Ijsland Dag 7 Egilsstadir – Asbyrgi (±345 km)

We zijn lekker vroeg wakker. Tijd om te gaan reizen, op naar Asbyrgi. Waar iedereen naar het zuiden vertrekt, gaan wij via de noord. Dus de vlakbij gelegen hoofdweg 1 op om die 24 km verder alweer te verlaten in de richting van Vopnafjordur; weg 917 langs de kust. We willen naar een noordkaap van IJsland,  waar door een golfstroom veel drifthout uit Scandinavië heen spoelt. We hebben er foto’s van gezien op internet. Binnen 20 minuten ligt alles op z’n plek en is de tent ingepakt. Eigenlijk hadden we de wc niet mee hoeven nemen, want de toiletten zijn hier in elk geval in orde. Maar ja, we hebben er plek voor, dus waarom niet.

Meteen als we de 1 verlaten zitten we op een typische onverharde kleiweg van IJsland. Een verkeersbord waarschuwt voor de overgang tussen asfalt en gravel, want dat gaat met een sprongetje. Een onderlaag van scherp lavasteen, afgedekt met een kleilaag. Het is droog stoffig en bij nat weer laat je er een beetje sporen in na. Maar rijden als een verharde weg, op de hobbels na. We volgende de gletsjerrivieren van Jokulsa a Bru en Lagarfljot naar de hoogste pas van IJsland, over de Hellisheidi bergrug. Je kunt hele stukken door het vlakke stroomgebied rijden over paadjes die bijna niet zijn te zien. Na 71 km bereiken we de pas. Er vlak voor genieten we nog even van de delta en eten een broodje. 

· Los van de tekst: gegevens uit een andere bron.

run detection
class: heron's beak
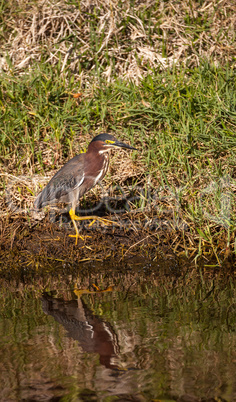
[113,141,137,151]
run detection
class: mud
[0,215,234,268]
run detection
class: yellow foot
[69,208,119,226]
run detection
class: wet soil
[0,215,235,267]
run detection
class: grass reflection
[0,265,236,401]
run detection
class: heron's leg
[69,214,84,246]
[69,208,119,226]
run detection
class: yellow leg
[69,214,84,246]
[69,209,119,226]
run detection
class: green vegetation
[0,0,236,264]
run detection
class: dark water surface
[0,263,236,402]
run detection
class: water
[0,264,236,402]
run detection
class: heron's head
[89,134,136,153]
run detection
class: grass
[0,1,236,265]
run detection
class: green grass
[0,1,236,263]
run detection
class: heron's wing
[34,154,85,209]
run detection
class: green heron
[34,134,135,244]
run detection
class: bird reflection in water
[42,286,119,369]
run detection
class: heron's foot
[69,209,119,227]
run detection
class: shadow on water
[0,262,236,402]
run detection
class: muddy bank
[0,215,234,267]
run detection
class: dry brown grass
[1,0,236,85]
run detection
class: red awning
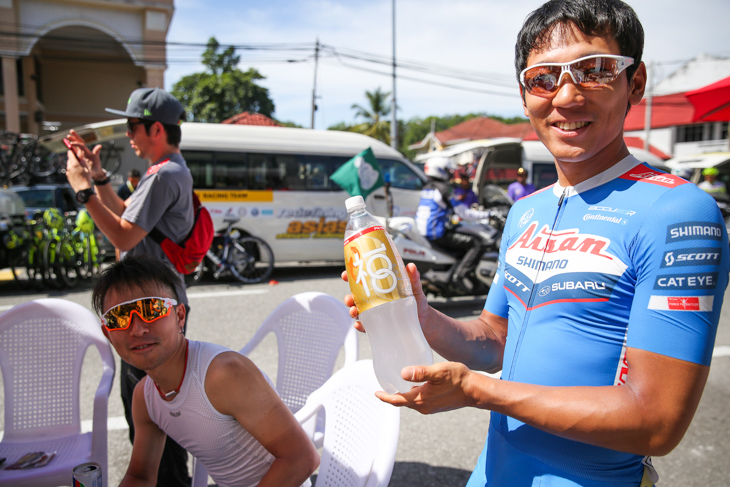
[686,77,730,122]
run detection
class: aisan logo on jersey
[620,168,687,188]
[504,222,627,308]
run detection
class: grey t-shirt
[122,154,195,304]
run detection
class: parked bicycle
[190,216,274,284]
[6,213,48,289]
[0,130,124,186]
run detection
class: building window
[677,122,728,142]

Dan omhoog naar de sneeuw. De weg is prima, omhoog lijkt het wel geasfalteerd. Het steilste deel is nauwelijks geschikt voor caravans, of er moet een sterke trekauto met 4×4 voor staan. Na de pas vinden we ons eerste watervalletje. We hebben er nog heel wat op het programma staan, want de kaart staat er vol mee. Dit is een kleintje om te beginnen, maar wel spektakel door de basaltformaties. In Vopnafjordur gaan we weg 85 op, verder noord. Schiereiland Langanes is het doel. Daar aangekomen gaat de weg over in een paadje langs de kust. Bijna over het strand. We passeren een VW camperbusje met het dak omhoog, maar gaan verder waar het onbegaanbaar lijkt. Dan duiken de eerste boomstammen op op de kust. De weg loopt door tot een vuurtoren op de punt, bij Fontur, en wordt gaandeweg steeds slechter. Hele stukken ontbreken of lijken weggeslagen door de zee. De omgeving ligt vol stalen bollen afkomstig van sleepnetten van visserschepen. Echt honderden zien we er.

Terug en foto’s maken bij de aangespoelde stammen. De camping hebben we niet gezien, maar we gaan door naar de camping in Raufarhofn. Dat blijkt een grasveldje in het centrum van het dorp. Er is een muurtje waar we de tent achter kunnen zetten, maar het geheel lijkt ons niets. Er is ook niets. We besluiten verder te rijden via de kustweg. Ter hoogte van Melrakkasletta rijden we via dijkjes en zeeweggetjes bijna door zee. Het is een vogelreservaat met veel water links en rechts van de weg. Prachtige vergezichten. Op de kruising van de 85 met de 864 worden we aangesproken door een Duitse vrouw die alleen op pad is. Ze weet een camping op nog geen paar kilometer, waar ze haar tent heeft staan. Verwarmd sanitair en prima voorzieningen. We besluiten daar ook te blijven. Later blijkt dat ze ons uitnodigde omdat zij en een ‘vreemde snuiter’ in een 4×4 met daktent, de enige gasten waren. Bijzondere man, bijna een zwerver, waarbij zij zich niet op haar gemak voelde.

De camping maakt deel uit van een natuurgebied genaamd Jokulsargljufur. Er is een bezoekerscentrum dat zelfs al open is, en vlakbij een restaurant/winkel. We gaan op de bijna lege camping staan. De avond brengen we door in het verwarmde sanitairgebouw. Dat mannetje zien we nog even in z’n blote toges over de camping schuiven. Biertje, borreltje en gezellig keuvelen met de buurvrouw.